Let’s say that we want to rotate the alphabet 2 letters to the right. All we need is to break the alphabet in two parts and join them. For example, abcdefghijklmnopqrstuvwxyz becomes cdefghijklmnopqrstuvwxyz + ab. In Python, we can do this:

>>> from string import ascii_lowercase as alphabet
>>> alphabet
'abcdefghijklmnopqrstuvwxyz'
>>> alphabet[2:]
'cdefghijklmnopqrstuvwxyz'
>>> alphabet[:2]
'ab'
>>> alphabet[2:] + alphabet[:2]
'cdefghijklmnopqrstuvwxyzab'

As you can see above, we are taking two slices of the alphabet:

Now we can write utilities to build the encoding/decoding tables for us, given a key:

from string import ascii_lowercase as alphabet


def build_encoding_table(key):
    return str.maketrans(alphabet, alphabet[key:] + alphabet[:key])

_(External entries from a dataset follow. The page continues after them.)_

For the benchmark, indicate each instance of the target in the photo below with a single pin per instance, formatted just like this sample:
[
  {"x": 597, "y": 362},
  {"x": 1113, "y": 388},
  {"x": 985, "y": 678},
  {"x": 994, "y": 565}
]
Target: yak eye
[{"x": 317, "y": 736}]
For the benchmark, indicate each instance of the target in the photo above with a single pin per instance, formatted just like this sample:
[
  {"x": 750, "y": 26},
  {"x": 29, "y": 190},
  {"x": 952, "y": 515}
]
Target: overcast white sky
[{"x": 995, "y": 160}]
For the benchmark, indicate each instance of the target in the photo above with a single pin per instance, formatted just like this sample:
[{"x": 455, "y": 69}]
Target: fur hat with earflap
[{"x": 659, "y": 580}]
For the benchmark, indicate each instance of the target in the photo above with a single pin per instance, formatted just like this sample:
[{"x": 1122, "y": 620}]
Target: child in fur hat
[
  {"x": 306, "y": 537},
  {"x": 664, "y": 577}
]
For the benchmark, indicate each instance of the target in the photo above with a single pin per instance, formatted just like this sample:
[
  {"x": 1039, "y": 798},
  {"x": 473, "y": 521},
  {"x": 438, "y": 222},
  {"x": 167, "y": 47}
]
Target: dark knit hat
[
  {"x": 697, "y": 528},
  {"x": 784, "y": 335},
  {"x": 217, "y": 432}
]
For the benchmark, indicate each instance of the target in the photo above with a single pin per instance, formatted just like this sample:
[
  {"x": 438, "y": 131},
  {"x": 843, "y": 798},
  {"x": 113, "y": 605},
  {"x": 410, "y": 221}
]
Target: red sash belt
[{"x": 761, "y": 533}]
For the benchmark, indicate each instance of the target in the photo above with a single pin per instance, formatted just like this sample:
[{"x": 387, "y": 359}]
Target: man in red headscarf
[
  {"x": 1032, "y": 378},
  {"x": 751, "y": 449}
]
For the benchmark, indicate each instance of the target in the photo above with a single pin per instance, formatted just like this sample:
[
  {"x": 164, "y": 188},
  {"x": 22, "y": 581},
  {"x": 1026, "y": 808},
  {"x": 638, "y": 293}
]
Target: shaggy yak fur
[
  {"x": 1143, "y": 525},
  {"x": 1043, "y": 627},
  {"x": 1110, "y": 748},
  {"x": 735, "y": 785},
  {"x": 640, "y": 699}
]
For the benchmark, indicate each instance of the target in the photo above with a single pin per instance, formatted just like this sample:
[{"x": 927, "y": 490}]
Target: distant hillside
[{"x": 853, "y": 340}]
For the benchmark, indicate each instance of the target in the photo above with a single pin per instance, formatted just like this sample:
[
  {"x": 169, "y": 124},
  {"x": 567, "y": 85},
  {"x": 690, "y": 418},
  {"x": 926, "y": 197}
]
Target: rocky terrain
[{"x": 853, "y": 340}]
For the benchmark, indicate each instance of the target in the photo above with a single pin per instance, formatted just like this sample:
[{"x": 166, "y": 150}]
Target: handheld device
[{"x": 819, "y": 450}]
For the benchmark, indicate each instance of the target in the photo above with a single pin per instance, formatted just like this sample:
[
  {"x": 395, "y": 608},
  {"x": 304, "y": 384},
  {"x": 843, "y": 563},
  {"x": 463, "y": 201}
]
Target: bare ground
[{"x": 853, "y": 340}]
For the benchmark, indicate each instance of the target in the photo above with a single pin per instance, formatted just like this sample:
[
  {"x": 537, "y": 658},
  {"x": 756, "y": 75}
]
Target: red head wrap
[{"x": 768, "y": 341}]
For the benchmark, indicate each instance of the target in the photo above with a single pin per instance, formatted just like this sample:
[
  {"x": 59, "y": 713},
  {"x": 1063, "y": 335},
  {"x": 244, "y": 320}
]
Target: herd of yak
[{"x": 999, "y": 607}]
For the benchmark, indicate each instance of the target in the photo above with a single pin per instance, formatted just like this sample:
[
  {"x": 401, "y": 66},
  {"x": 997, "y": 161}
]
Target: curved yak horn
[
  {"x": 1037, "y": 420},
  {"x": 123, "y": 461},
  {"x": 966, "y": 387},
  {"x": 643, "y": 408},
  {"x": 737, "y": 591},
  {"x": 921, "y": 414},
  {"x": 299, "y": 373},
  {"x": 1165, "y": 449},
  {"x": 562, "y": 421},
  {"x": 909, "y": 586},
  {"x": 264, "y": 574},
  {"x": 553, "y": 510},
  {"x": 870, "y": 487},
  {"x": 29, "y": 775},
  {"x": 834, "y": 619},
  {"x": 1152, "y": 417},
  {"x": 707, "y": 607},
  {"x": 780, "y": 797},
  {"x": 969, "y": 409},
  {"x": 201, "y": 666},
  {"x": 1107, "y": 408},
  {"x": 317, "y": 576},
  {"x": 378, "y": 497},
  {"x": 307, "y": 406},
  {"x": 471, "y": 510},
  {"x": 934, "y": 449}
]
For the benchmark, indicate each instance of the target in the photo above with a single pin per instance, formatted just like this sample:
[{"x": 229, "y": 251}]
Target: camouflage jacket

def build_decoding_table(key):
    return str.maketrans(alphabet[key:] + alphabet[:key], alphabet)

And then we can encode/decode strings using the .translate method and the proper translation tables.

Building an abstraction

Given what we’ve seen above, we can now create a class to encode/decode strings using Caesar Cipher. Something like this:

from string import ascii_lowercase as alphabet


class CaesarCipher:

    def __init__(self, key):
        key = key % len(alphabet)
        rotated_alphabet = alphabet[key:] + alphabet[:key]
        self.encoding_table = str.maketrans(alphabet, rotated_alphabet)
        self.decoding_table = str.maketrans(rotated_alphabet, alphabet)

    def encode(self, text):
        return text.translate(self.encoding_table)

    def decode(self, text):
        return text.translate(self.decoding_table)

The code above is just a simplification to show how we can take advantage of the standard library to simplify solutions. It does not handle uppercase/numbers/special characters and possibly other scenarios.

Testing it all

We want to make sure it all works as expected and for that we can add some unit tests:

import pytest
from caesar import CaesarCipher


@pytest.mark.parametrize("key, input_text, output_text", [
    (0, "hello", "hello"),
    (3, "hello", "khoor"),
    (29, "hello", "khoor"),
    (-3, "hello", "ebiil"),
    (-29, "hello", "ebiil"),
])
def test_encode(key, input_text, output_text):
    assert CaesarCipher(key=key).encode(input_text) == output_text


@pytest.mark.parametrize("key, input_text, output_text", [
    (0, "hello", "hello"),
    (3, "khoor", "hello"),
    (29, "khoor", "hello"),
    (-3, "ebiil", "hello"),
    (-29, "ebiil", "hello"),
])
def test_decode(key, input_text, output_text):
    assert CaesarCipher(key=key).decode(input_text) == output_text

If you’re not familiar with Pytest parametrization, check this out: https://docs.pytest.org/en/latest/parametrize.html

That’s all for today

I am pretty sure that there are a lot of corners in the standard library that are not used very often, but that can be very helpful. What’s your favorite?